While immunotherapy first emerged as a form of FDA-approved cancer treatment in the late 1980s, it is only within the past six years that this class of therapy has begun to deliver significant survival benefit to patients, bringing it to the forefront of public attention. Immunotherapy was most famously in the news in 2015, when, after standard treatments failed to control former President Jimmy Carter’s metastatic melanoma, he began receiving immunotherapy in combination with radiation therapy. Seven months later, Carter announced that he was “cancer-free” and would no longer require treatment.

New immunotherapeutic approaches have been shown in clinical trials to effectively treat patients with bladder, head and neck, kidney, and lung cancers as well as leukemia, lymphoma, and melanoma, with clinical trials under way for more than 25 other types of cancer.

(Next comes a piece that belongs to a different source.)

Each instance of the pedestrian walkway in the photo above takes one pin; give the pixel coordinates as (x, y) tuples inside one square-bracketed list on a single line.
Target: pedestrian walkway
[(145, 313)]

A joint review panel consisting of members of CRI’s Scientific Advisory Council–which includes three Nobel Prize winners and is led by Dr. James Allison, named one of TIME’s 100 most influential people for his pioneering work in cancer immunotherapy–and ICRF’s blue ribbon Scientific Review Panel will meet annually to vet and recommend funding for the most deserving immunotherapy investigations across the State of Israel.

Initially, The Immunotherapy Promise will fund four, two-year immunotherapy projects in Israel with additional grants made as funds are secured. CRI and ICRF are issuing a call for applications and expect the first grants to be awarded in the first quarter of 2018.

“The Cancer Research Institute has always funded outstanding science globally, and partnering with ICRF helps ensure that we can couple CRI’s immunological expertise with ICRF’s longstanding relationships with Israeli institutions,” said Jill O’Donnell-Tormey, Ph.D., CEO and director of scientific affairs at CRI. “We hope our collaboration will attract the best scientific minds in Israel to focus on immunotherapy research, while also offering Israeli researchers unique opportunities for sharing knowledge, exchanging ideas, and fostering new collaborations worldwide.”